I would definitely recommend normalizing data on the Silver/Business layer in Dremio so that you have well-defined business entities… except the key difference between the medallion architecture vs Dremio’s semantic layer is that everything is virtual in Dremio. They’re basically just views organized in folders with appropriate role based access control set. It’s actually quite different than the medallion architecture where you are expected to materialize the data at each layer. With Dremio, you first define the semantic layer and then materialize as needed based on performance/cost considerations. (This can be done automatically with reflections or explicitly with Iceberg DML).
Thank you for the answer, @Benny_Chow!
I was quite interested in the Iceberg DML approach, as demonstrated here: Announcing DML Support for Apache Iceberg | Dremio.
But is it not possible to schedule MERGE/INSERT operations, right?
For example, suppose after I created an Iceberg table from a raw delta table through Dremio, I’d like to incrementally fill the table with data from the last day. The only way to achieve this, from what I’ve seen, is saving a script with the DML statement and running it externally through the API with Python. Since I am looking to use DBT, I think the script is not a good idea. Is there another way of doing this? Also, the view approach worries me about long runtime queries and too much data transfer through materializing a reflection every day.
There’s a lot to think about here - and it’s a big step away from having a ODS (3NF) → Star / DWH combination.
For the middle layer, it may be better to think about conforming rather than normalising. As @Benny_Chow mentioned, you want to tidy key business entities, particularly where they are effectively going to be dimensions. (It may then make sense to materialised these as they’ll get repeated use).

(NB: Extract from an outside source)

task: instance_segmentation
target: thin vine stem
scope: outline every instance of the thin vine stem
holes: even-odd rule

One key question is how many different datasets / sources are coming together? Really think about why you want that middle layer, and what purpose it is serving.

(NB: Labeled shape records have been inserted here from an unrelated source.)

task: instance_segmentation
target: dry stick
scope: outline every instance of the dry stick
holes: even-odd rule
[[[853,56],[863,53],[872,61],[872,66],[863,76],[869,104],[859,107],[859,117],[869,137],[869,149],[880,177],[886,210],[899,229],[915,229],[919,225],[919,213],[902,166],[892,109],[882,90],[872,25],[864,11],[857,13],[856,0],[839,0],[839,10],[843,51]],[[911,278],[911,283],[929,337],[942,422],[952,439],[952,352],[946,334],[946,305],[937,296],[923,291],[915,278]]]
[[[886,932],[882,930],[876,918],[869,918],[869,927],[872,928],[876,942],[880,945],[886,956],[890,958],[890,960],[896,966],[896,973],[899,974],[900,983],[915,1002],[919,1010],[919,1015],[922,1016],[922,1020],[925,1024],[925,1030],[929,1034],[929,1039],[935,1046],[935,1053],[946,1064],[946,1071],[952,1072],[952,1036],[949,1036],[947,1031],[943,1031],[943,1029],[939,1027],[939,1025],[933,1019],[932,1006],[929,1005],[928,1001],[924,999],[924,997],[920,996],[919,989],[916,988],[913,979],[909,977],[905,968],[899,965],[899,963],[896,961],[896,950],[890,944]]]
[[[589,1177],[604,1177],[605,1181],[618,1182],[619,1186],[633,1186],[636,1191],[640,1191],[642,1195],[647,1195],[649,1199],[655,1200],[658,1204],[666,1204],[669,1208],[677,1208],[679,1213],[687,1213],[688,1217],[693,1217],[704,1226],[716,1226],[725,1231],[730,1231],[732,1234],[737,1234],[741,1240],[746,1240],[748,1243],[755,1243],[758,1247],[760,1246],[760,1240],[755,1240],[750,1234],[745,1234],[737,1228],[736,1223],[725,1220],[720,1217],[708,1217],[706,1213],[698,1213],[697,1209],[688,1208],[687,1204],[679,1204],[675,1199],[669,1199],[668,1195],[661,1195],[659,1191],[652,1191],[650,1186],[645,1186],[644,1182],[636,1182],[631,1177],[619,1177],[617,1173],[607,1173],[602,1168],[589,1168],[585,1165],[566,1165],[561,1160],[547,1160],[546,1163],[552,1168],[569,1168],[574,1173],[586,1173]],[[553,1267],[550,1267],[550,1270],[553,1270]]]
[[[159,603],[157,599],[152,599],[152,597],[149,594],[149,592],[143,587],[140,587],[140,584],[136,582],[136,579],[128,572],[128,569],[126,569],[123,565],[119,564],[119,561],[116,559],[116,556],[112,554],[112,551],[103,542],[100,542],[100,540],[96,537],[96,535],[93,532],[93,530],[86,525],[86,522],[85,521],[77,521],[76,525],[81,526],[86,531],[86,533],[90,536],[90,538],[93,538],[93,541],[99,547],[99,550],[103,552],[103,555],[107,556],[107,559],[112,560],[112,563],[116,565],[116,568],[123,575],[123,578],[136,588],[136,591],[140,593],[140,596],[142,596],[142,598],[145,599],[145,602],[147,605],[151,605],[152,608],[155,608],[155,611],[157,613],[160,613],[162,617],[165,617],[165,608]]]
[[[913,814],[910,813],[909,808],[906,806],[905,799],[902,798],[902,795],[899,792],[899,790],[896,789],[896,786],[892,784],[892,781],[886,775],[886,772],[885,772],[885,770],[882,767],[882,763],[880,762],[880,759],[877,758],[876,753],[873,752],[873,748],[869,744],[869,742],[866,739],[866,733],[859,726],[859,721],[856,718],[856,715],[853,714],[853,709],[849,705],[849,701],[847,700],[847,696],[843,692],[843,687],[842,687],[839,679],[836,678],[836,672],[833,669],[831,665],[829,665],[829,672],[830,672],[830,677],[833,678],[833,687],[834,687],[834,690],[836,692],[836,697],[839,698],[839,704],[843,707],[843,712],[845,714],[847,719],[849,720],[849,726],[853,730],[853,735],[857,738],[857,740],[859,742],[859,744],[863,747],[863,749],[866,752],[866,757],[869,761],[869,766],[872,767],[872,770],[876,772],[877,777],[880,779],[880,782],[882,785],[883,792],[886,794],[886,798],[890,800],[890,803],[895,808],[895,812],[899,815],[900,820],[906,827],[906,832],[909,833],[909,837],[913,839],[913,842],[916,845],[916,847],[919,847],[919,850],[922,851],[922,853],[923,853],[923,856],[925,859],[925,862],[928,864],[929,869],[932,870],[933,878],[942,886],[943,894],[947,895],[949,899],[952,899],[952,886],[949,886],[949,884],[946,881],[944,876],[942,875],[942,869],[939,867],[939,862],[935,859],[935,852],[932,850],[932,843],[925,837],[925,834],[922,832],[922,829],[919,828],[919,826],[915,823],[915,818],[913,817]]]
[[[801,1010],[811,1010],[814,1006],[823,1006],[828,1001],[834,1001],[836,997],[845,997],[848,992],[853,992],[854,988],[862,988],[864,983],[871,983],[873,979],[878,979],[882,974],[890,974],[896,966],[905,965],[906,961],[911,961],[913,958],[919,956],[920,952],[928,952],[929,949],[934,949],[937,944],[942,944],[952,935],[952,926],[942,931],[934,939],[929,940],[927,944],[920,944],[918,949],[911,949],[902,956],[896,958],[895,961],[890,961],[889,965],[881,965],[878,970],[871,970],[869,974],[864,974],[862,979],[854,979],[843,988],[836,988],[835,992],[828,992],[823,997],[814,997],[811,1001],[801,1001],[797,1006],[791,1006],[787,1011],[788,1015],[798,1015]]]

It might be that you want to that second layer to be in an Iceberg table format to make use of those features, versioning etc. That’s a valid use-case, but it doesn’t automatically follow that it must be normalised.
It’s a brave new world in modelling land. Start with your use case(s) and go from there…!
Thanks for the answer, @Dave0m! I agree with you. About the Iceberg option, I think that it might be interesting because of the query execution time taking too long on the second layer if I end up normalizing the data. But since the goal of normalization is about avoiding data redundancy and data anomalies, and because the data on Dremio views are virtual, I think that normalizing the data until the 3NF must be an overwork. The 1NF, I totally agree that it may help to target because it might be tricky for an analyst to deal with nested data (even though Dremio has functions that help with it). Because of the virtual nature of the data, sometimes I think it makes sense to treat the second layer as something like a mix of a staging and source of truth layer. In my company, for example, at the moment, we work with event data that we process on daily batches, and that is very denormalized because we have a lot of information about the device and the marketing campaign. So we can normalize, but afterward, we need to denormalize again on the third layer, so this is a tricky trade-off to deal with.